En la mayoría de estas historias de mujeres y pasiones, la protagonista lo hace todo por amor, hasta volverse loca, y, aunque no lo consiga, saldrá honrada ante nuestros ojos. En Que el Cielo la juzgue, el amor es una cuestión sofocante, matizada por la posesión y la alienación, sucumbida al Infierno de una mano que se agarra y no suelta. El amor en Que el Cielo la juzgue se troca en una cuestión odiosa y desagradable.
Sólo en tiempos del cine negro norteamericano, se puede entender esta idea tan forastera por pesimista en la ficción convencional.


De colores esplendorosos y ocurrencias argumentales que todavía dejan con la boca abierta, es una suerte recuperar para mí Que el Cielo la juzgue una y mil veces.

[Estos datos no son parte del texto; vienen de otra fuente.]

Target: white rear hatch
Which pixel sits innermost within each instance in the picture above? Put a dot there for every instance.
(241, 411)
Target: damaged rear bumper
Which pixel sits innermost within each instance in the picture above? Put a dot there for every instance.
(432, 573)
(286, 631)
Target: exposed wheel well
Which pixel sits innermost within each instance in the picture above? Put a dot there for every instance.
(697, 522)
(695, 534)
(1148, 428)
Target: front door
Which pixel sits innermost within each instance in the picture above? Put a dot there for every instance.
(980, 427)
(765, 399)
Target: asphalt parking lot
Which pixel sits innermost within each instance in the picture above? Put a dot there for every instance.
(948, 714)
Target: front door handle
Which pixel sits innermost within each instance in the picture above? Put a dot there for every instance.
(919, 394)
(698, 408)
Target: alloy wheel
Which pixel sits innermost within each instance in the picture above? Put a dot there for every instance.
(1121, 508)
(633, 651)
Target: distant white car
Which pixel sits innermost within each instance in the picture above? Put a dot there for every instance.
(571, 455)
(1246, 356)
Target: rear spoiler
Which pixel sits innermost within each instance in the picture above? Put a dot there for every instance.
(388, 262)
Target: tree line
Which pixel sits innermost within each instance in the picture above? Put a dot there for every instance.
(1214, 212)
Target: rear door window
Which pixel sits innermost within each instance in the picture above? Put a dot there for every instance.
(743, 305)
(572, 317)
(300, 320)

Desde que la conseguí, la he visto cuanto he querido y se encuentra entre mis películas favoritas, una de esas que siempre procuran mi placer y atención, algo cada vez más raro en este servidor que ya ha visto demasiado y no siente los escalofríos y los respingos que sentía cuando descubría un peliculón en Cine Paraíso.


La tecnología nos ha quitado ese camino romántico del descubrimiento, anhelo y recuperación de las películas que nos impresionaban, ese camino que podía tardar décadas, pero ahora propicia la satisfacción de revisarlas a discreción, quererlas y además escribir sobre ellas.
En esta nueva sección de La Radio Inmortal, llamada en homenaje a a aquellos sábados de cine perdidos en la memoria, prometo que no faltará ningún título de mi duradera adoración.